Chandigarh, July 3 (IANS) A convicted legislator in Punjab has been allowed by the Election Commission (EC) to vote in the July 19 presidential election.
An Election Commission spokesman clarified Tuesday that legislator Jagir Kaur, who was convicted in March this year in a case pertaining to the mysterious death of her daughter in April 2000, could cast her vote in the presidential election.
A legislator of the ruling Shiromani Akali Dal, Jagir Kaur is at present lodged in the Kapurthala jail, 200 km from here. She was a cabinet minister in the Parkash Singh Badal government when she was convicted. She was forced to resign following the verdict of the Central Bureau of Investigation (CBI) special court in Patiala.

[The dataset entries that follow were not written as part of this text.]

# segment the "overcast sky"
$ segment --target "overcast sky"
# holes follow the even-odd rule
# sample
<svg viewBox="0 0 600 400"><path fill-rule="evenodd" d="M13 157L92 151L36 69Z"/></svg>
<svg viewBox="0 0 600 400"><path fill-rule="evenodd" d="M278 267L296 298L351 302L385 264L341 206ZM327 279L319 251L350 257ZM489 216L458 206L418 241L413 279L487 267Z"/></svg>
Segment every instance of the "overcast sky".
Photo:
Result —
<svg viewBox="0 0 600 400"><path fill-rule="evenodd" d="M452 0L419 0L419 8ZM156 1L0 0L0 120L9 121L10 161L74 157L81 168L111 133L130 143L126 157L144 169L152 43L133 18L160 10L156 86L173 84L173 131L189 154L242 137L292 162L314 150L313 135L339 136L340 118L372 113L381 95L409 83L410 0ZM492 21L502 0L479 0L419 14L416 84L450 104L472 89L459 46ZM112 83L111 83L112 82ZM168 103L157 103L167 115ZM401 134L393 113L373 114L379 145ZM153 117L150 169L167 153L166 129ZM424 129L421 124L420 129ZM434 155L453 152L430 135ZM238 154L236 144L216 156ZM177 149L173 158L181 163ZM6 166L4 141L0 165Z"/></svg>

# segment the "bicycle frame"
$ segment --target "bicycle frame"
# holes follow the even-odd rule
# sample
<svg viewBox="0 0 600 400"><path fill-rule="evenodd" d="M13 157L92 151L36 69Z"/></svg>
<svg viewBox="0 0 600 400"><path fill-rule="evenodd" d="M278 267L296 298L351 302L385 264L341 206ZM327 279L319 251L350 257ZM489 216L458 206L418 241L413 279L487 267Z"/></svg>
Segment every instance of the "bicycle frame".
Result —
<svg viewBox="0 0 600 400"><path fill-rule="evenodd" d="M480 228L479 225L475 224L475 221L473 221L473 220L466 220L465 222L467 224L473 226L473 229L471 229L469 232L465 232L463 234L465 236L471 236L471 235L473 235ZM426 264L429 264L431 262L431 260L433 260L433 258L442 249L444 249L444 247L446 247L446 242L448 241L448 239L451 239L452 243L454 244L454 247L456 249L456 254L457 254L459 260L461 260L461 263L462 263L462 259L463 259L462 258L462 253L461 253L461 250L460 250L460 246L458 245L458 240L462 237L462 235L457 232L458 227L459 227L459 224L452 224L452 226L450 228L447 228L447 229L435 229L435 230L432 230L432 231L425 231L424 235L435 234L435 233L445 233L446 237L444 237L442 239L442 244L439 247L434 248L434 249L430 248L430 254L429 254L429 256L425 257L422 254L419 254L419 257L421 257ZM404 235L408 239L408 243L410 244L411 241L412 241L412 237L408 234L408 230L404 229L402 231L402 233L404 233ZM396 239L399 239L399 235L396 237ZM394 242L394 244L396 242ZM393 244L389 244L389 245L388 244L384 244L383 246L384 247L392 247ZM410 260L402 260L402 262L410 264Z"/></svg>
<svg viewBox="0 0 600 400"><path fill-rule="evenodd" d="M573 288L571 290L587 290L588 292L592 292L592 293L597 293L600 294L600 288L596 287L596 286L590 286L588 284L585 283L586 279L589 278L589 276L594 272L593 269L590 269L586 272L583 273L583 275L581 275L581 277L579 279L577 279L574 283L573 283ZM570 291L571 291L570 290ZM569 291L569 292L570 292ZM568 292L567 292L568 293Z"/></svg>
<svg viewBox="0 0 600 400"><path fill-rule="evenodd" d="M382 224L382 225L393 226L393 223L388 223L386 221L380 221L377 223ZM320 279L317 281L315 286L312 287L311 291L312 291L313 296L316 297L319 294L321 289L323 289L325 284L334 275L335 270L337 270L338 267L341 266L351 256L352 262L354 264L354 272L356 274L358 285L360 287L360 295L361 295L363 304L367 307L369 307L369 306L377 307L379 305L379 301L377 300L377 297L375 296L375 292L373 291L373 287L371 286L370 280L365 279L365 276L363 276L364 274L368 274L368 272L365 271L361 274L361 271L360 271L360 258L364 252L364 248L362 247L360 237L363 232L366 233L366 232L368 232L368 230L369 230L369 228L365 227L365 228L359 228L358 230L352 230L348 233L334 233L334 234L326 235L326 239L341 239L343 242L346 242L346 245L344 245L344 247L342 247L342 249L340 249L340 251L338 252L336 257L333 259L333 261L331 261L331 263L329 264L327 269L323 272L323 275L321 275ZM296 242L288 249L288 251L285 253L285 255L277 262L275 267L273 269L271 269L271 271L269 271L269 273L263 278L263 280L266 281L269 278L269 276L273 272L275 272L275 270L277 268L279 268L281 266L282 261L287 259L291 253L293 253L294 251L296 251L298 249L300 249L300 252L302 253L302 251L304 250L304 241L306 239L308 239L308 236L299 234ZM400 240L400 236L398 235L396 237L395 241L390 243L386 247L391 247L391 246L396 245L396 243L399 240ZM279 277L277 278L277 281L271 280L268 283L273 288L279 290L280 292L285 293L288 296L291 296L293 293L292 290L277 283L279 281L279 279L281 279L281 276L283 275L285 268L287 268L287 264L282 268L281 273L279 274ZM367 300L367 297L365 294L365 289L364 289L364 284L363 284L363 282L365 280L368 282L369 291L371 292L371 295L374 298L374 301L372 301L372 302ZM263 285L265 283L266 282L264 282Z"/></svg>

The EC spokesperson clarified that section 8(4) of Representation of People Act, 1951, reads: “Notwithstanding anything [in sub-section (2) or sub-section (3)], a disqualification under either sub-section shall not, in the case of a person who on the date of the conviction is a Member of Parliament or Legislature of a State, take effect until three months have elapsed from that date or if within that period an appeal or application for revision is brought in respect of the conviction or the sentence until that appeal or application is disposed off by the court.”
He said: “Jagir Kaur was a sitting legislator in the Punjab assembly on the date (March 30, 2012) of her conviction by the competent court and she has appealed against the said conviction in the Punjab and Haryana High Court, which has not yet been disposed of by the said court, the saving clause of above mentioned section is attracted in her case and she is not disqualified yet and continues to be a Member of Legislative Assembly of Punjab. Thus, she is entitled to vote in ensuing Presidential Election.”
He said that if she is confined in a prison because of her above conviction, she can vote only in person, at the polling station and not by postal ballot. He said that for this purpose, she would have to seek and obtain permission on her own from the competent court.
Jagir Kaur, who was handling the rural water supply and sanitation and defence services portfolio, was forced to resign in March this year after the CBI court convicted and sentenced her to five years’ rigorous imprisonment on counts of forcible abortion, wrongful confinement, abduction and criminal conspiracy.
Her daughter Harpreet had died under mysterious circumstances April 2000. The young woman had angered her mother and other family members by secretly marrying a youth, Kamaljit Singh, who belonged to a lower caste.
Jagir Kaur had been a president of the Shiromani Gurdwara Parbandhak Committee (SGPC), the mini-parliament of the Sikh religion.